Il professore: l’Italia non è pronta ad assorbire un nuovo assalto

Ci sono troppi saturimetri in giro. Per questo rischiamo il crollo degli ospedali. Il direttore del reparto di Malattie Infettive dell’ospedale San Martino di Genova Matteo Bassetti lancia oggi l’allarme in un’intervista al Quotidiano Nazionale: «Fra poco avremo un aumento significativo dei casi Covid da una parte, e dall’altra tra pochissimo anche di influenza. E cosa succederà quando a dicembre avremo a casa delle persone anziane con l’influenza che metteranno il dito nel saturimetro e vedranno che la saturazione è 92% o 91%? Che correranno in ospedale. E, correndo in ospedale, siccome nulla è stato fatto per fare un filtro fra territorio e ospedale perché siamo esattamente dove eravamo nel 2020, finirà che dovranno essere ricoverate, perché sarà difficile rimandare a casa una persona che ha 92% di saturazione, anche se magari di base aveva 93».

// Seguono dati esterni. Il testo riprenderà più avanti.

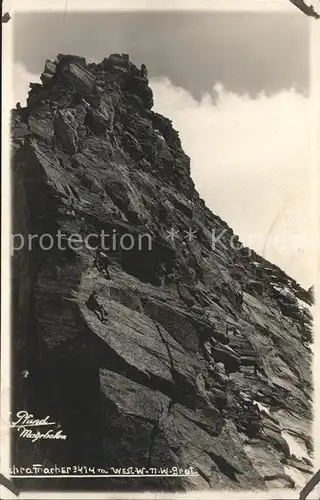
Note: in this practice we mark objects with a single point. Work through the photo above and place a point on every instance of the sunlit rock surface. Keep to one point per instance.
(204, 359)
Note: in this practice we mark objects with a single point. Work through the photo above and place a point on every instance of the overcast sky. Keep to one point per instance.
(236, 87)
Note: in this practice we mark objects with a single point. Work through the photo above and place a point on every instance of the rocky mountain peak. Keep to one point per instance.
(171, 344)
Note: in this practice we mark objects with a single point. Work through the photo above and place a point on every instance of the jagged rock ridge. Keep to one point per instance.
(205, 358)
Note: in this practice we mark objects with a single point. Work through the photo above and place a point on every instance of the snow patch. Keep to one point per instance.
(300, 479)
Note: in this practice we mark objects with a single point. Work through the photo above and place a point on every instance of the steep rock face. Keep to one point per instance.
(204, 357)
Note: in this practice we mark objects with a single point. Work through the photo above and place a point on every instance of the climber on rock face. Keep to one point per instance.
(306, 9)
(102, 262)
(144, 71)
(94, 306)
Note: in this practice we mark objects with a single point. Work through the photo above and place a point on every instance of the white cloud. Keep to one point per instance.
(21, 79)
(251, 164)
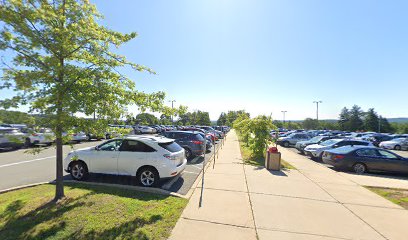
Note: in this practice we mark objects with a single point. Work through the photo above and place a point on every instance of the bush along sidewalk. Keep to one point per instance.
(254, 138)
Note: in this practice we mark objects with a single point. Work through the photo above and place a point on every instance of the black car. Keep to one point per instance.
(364, 159)
(377, 139)
(192, 142)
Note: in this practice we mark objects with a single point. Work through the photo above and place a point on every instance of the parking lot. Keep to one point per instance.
(387, 180)
(18, 168)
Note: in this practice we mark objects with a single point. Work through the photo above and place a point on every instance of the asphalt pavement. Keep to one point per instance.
(19, 167)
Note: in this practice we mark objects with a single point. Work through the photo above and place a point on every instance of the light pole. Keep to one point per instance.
(317, 109)
(284, 112)
(172, 101)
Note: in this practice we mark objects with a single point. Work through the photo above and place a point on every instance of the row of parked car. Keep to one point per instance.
(359, 152)
(149, 158)
(13, 136)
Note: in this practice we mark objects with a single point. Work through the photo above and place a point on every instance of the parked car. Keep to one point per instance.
(316, 150)
(300, 146)
(396, 143)
(292, 139)
(11, 138)
(148, 158)
(192, 142)
(42, 136)
(364, 159)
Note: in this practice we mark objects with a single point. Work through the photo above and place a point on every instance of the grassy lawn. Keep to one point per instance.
(398, 196)
(260, 161)
(87, 212)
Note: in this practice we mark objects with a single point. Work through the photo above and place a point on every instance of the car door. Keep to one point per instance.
(392, 162)
(133, 155)
(104, 159)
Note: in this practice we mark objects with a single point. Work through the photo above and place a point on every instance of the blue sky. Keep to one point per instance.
(267, 56)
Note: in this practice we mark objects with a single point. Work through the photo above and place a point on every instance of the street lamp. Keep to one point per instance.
(317, 109)
(172, 101)
(284, 112)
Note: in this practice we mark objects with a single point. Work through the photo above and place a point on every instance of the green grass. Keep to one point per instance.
(257, 161)
(87, 212)
(398, 196)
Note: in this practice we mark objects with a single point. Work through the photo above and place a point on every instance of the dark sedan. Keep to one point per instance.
(362, 159)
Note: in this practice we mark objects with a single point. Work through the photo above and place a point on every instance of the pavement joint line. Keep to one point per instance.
(303, 233)
(218, 223)
(28, 161)
(344, 205)
(287, 196)
(22, 186)
(250, 201)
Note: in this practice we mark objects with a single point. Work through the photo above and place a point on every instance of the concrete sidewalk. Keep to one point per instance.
(248, 202)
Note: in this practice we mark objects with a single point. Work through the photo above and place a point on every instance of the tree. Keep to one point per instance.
(146, 119)
(222, 120)
(62, 64)
(310, 123)
(355, 121)
(371, 120)
(344, 119)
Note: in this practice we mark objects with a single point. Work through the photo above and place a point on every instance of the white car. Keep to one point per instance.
(316, 150)
(148, 158)
(76, 137)
(397, 144)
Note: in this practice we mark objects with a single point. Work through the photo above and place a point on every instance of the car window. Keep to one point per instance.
(171, 146)
(387, 154)
(112, 145)
(135, 146)
(367, 152)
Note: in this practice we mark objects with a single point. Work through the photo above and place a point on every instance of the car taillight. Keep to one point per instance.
(170, 157)
(337, 157)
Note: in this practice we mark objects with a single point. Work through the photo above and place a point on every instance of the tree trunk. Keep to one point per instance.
(59, 188)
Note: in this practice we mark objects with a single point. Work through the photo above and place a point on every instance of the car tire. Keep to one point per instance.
(359, 168)
(148, 177)
(188, 153)
(79, 171)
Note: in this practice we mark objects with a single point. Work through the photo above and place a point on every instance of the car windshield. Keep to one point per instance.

Secondo Bassetti l’Italia non è pronta ad assorbire la combinazione Covid-influenza stagionale: «Lo saremmo se non sbagliassimo strategia. Per curare il Covid non dobbiamo levare gli screening oncologici, le visite cardiologiche e gli esami in neurologia: dobbiamo continuare a fare tutto, ormai il virus è endemico. Non proseguiamo a ragionare come fossimo nell’emergenza. Quando arriva l’influenza, ci mettiamo a fare il bollettino flu? Oppure creiamo i reparti influenzali? Nessuno nega che nel 2020 sia stato un disastro, ma ora nel 99,9% dei casi il Covid è un’influenza». E infatti negli ospedali «ci sono molti positivi, ma quasi nessuno ha la malattia grave. Chi è grave, peggiorerebbe con qualunque forma infettiva perché ha altri problemi». Infine, sulle varianti, Bassetti dice che «siamo sempre nel contesto Omicron. Spingiamo sulle vaccinazioni per i fragili e gli anziani, per proteggerli dalla malattia grave. Se ci viene la tosse, il mal di gola o il naso che cola è normale: basta con gli allarmi».